18+
реклама
18+
Бургер менюБургер меню

Николай Волянский – Шестнадцать (страница 14)

18

На Первое мая он всё же выходил.

Не то чтобы он любил парады – нет,

это было не важно.

Но в нем жила странная потребность:

быть частью этого момента – быть рядом,

присутствовать,

видеть, как всё вокруг меняется.

Как колонны идут в тени новых статуй,

выросших там, где раньше царила пустота.

Он чувствовал:

его долг – быть там,

где праздник,

где шла жизнь,

где оставалось что-то –

пусть и не совсем ясное,

но всё же – его.

Он ощущал вибрации – натужный духовой оркестр, хруст песка под сапогами, металлический звон флагштоков. Всё это сливалось в тяжёлую, нестройную симфонию – почти чужую, но завораживающую. С резкими перепадами, с фальшивыми нотами. И все же – именно в ней он слышал будущее.

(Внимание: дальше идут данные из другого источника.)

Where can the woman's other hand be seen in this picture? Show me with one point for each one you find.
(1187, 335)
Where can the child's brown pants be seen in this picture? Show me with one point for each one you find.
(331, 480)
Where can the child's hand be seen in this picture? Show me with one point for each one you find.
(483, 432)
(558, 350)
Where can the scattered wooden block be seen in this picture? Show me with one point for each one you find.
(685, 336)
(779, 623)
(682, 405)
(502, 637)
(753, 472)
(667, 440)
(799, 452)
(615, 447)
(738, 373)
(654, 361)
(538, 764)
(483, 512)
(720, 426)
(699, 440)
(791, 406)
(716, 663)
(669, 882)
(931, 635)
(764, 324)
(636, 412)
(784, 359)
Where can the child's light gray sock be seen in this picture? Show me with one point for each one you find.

Когда-то, в 1931 году, он уже сталкивался с этим чувством – в том самом театре в Ленинграде, который уже не звался Мариинским, но ещё не стал Театром Кирова, в тот единственный раз, когда балет вызвал у него отклик. Это был «Болт» Шостаковича. Странный, резкий, с нервной механикой и абсурдной точностью.

В антракте Екатерина шепнула, что можно бы уйти – зал заметно поредел, кто-то прятал глаза, кто-то покашливал с укором. Но он вдруг сказал: «Досидим». И она посмотрела с удивлением – не на него, а как будто в него: потому что говорил не он, а какая-то внутренняя часть, которой раньше не было или она молчала.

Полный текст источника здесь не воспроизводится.